L’ironie de la situation n’échappe à personne : ceux qui se présentaient en gardiens de la souveraineté nationale semblent aujourd’hui prêts à la brader au plus offrant. Ce revirement spectaculaire soulève des doutes légitimes sur la sincérité des engagements pris lors de la prise du pouvoir et sur la capacité réelle du CTRI à incarner le changement tant espéré.

Jean Paul Komanda, ancien 1er Président du Conseil d'État gabonais
Jean-Paul Komanda, ancien 1ᵉʳ Président du Conseil d’état gabonais

L’urgence d’une mobilisation citoyenne

Face à cette situation alarmante, l’heure est à la mobilisation citoyenne. Le peuple gabonais, qui a placé ses espoirs dans le processus de transition, ne peut rester spectateur de ce qui s’apparente à une trahison de ses aspirations les plus profondes.

L’affaire Webcor ITP doit servir de catalyseur à un sursaut démocratique. Les organisations de la société civile, les syndicats, les intellectuels et chaque citoyen épris de justice ont le devoir de se lever pour exiger des comptes. Il est temps que le peuple gabonais fasse entendre sa voix et refuse catégoriquement la perpétuation d’un système qui bafoue ses droits et hypothèque son avenir.

La communauté internationale, trop souvent complaisante face aux dérives de la gouvernance en Afrique, doit également prendre ses responsabilités. Les partenaires du Gabon ne peuvent continuer à fermer les yeux sur des pratiques qui minent les fondements de la démocratie et compromettent le développement du pays.

L’affaire Webcor ITP représente un tournant crucial pour le Gabon. Elle met à nu les défis colossaux qui attendent le pays dans sa quête de renouveau démocratique. La manière dont cette crise sera gérée dans les semaines à venir sera révélatrice de la capacité réelle du CTRI à incarner le changement.

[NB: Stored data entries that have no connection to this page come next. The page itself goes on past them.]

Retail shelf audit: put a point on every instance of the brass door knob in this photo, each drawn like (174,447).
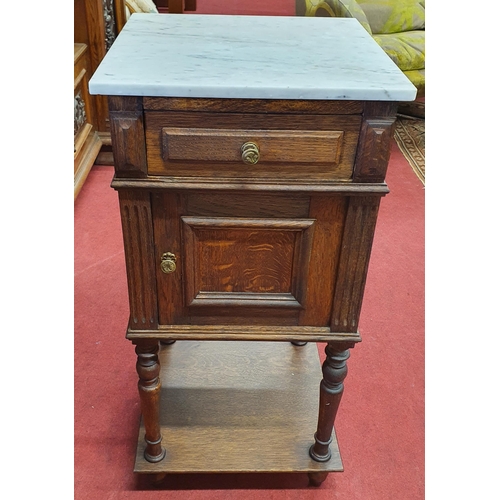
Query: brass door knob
(250,153)
(168,262)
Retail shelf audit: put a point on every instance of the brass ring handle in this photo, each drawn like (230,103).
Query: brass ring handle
(168,262)
(250,153)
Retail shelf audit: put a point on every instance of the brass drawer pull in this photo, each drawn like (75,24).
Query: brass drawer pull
(250,153)
(168,262)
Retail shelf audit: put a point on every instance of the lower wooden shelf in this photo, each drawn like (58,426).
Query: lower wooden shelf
(238,406)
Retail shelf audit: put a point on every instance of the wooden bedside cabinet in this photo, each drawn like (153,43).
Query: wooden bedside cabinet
(249,177)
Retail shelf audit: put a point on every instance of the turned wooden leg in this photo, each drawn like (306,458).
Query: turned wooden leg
(331,388)
(148,369)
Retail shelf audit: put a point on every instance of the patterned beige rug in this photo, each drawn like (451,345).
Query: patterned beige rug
(410,137)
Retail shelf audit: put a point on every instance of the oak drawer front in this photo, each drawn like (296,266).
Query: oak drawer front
(242,145)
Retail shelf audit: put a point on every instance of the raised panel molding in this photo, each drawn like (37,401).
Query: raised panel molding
(240,249)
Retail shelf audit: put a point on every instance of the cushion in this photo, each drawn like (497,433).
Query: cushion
(394,16)
(406,49)
(349,8)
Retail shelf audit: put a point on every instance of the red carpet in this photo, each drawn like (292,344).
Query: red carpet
(380,426)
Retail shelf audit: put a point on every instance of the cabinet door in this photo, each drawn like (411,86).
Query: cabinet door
(258,258)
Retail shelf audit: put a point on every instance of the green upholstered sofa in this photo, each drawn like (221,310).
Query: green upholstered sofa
(398,26)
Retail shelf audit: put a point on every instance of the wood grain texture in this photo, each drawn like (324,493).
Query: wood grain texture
(254,205)
(236,407)
(270,332)
(353,265)
(127,129)
(331,389)
(148,369)
(223,145)
(287,145)
(256,185)
(251,262)
(137,227)
(377,131)
(329,213)
(167,211)
(284,106)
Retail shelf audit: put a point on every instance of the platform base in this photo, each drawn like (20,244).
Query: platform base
(238,406)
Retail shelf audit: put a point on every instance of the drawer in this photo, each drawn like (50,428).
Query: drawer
(266,146)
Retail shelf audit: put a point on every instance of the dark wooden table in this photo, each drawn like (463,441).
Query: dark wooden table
(248,215)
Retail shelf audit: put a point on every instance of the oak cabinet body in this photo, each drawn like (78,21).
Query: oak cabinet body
(249,182)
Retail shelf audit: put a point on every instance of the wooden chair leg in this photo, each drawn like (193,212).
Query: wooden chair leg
(148,369)
(331,389)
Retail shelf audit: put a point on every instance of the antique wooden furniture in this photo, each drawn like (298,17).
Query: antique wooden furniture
(87,142)
(96,25)
(250,160)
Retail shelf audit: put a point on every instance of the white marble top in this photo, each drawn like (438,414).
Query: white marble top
(194,55)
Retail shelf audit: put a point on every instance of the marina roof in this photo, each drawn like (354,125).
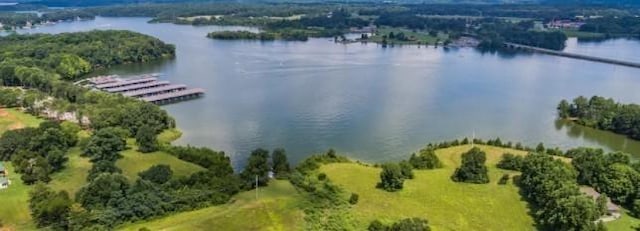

Le peuple gabonais se trouve aujourd’hui à la croisée des chemins. Soit il se résigne à voir ses espoirs de changement une nouvelle fois déçus, soit il se mobilise pour exiger une véritable refondation de ses institutions. L’affaire Webcor ITP doit être le point de départ d’une prise de conscience collective et d’une mobilisation citoyenne sans précédent.

L’avenir du Gabon est entre les mains de son peuple. Il est temps que les citoyens prennent leur destin en main et exigent une gouvernance transparente, responsable et véritablement au service de l’intérêt national. C’est à ce prix, et à ce prix seulement, que le pays pourra enfin tourner la page des années de mauvaise gouvernance et s’engager sur la voie d’un développement durable et équitable.